It seems that a malvertiser known as eGobbler has been exploiting multiple browser security flaws to display invasive pop-up ads and to redirect users to malicious websites. This comes from security researchers at Confiant who said that in April they noticed eGobbler exploiting a bug in Chrome for iOS, which enabled them to bypass the built-in pop-up blocker in the OS to overwhelm users with ads. The exploit also enabled them to redirect users to malicious sites. Confiant researchers notified the Chromium team about the bug (CVE-2019-5840), which eventually got patched in June with the release of Chrome 75.
Then in August they saw the same thing as the same actor started exploiting flaws in WebKit, the browser engine working at the core of older Chrome versions and Apple’s Safari and Blink, the Webkit fork used in recent versions of Chrome. Both Apple and Google were alerted to this. And Apple released a patch for WebKit in three days and closed the bug in both iOS 13 and Safari 13.0.1 in September. But Google has yet to close the hole which means Chrome users may be still vulnerable.

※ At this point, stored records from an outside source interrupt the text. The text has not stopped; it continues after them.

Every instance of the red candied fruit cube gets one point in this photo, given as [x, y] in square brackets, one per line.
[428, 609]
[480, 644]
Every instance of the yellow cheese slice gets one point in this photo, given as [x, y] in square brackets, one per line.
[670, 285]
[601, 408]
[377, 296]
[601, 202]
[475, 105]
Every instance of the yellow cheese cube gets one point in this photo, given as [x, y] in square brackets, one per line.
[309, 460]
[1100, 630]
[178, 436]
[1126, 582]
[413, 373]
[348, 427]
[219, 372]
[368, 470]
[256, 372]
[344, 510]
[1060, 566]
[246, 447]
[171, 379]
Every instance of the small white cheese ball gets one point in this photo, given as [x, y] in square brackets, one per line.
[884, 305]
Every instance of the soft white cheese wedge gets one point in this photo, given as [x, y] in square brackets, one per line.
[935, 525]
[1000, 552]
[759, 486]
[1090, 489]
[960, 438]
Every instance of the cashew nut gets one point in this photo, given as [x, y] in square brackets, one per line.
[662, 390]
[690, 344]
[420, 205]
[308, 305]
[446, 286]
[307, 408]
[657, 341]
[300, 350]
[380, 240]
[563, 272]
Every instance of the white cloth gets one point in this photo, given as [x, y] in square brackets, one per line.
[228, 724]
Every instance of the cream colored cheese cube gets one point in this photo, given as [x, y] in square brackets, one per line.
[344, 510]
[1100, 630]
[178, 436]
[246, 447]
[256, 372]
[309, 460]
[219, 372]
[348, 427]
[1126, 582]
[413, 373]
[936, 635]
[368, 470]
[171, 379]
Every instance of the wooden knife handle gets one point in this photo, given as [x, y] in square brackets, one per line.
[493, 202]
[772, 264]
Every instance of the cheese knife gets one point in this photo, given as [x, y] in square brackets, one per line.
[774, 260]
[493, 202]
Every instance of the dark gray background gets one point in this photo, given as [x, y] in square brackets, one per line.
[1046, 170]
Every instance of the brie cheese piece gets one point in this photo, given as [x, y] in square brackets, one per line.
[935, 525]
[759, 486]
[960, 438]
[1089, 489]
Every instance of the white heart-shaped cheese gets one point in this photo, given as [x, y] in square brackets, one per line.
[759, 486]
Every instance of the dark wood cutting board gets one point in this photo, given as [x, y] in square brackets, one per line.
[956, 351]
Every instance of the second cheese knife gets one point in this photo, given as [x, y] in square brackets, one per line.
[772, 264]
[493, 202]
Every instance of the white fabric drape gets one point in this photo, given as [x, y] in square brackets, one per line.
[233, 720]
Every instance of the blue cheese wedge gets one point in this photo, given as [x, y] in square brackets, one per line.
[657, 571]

According to researchers, malvertising campaigns by eGobbler typically last for a few days. In that period, eGobbler buys advertisements on genuine services but embeds malicious code in its adverts to perform unauthorized activity on users’ browsers. These activities normally include displaying disrupting popup ads or redirecting users to malicious sites running scams or hosting malware. Thus making what they do very dangerous.
So how do you protect yourself? If you’re on Mac and you use Safari, you need to make sure that you are running Safari 13.0.1. If you’re using Chrome, you may want to consider switching browsers until this is addressed by Google.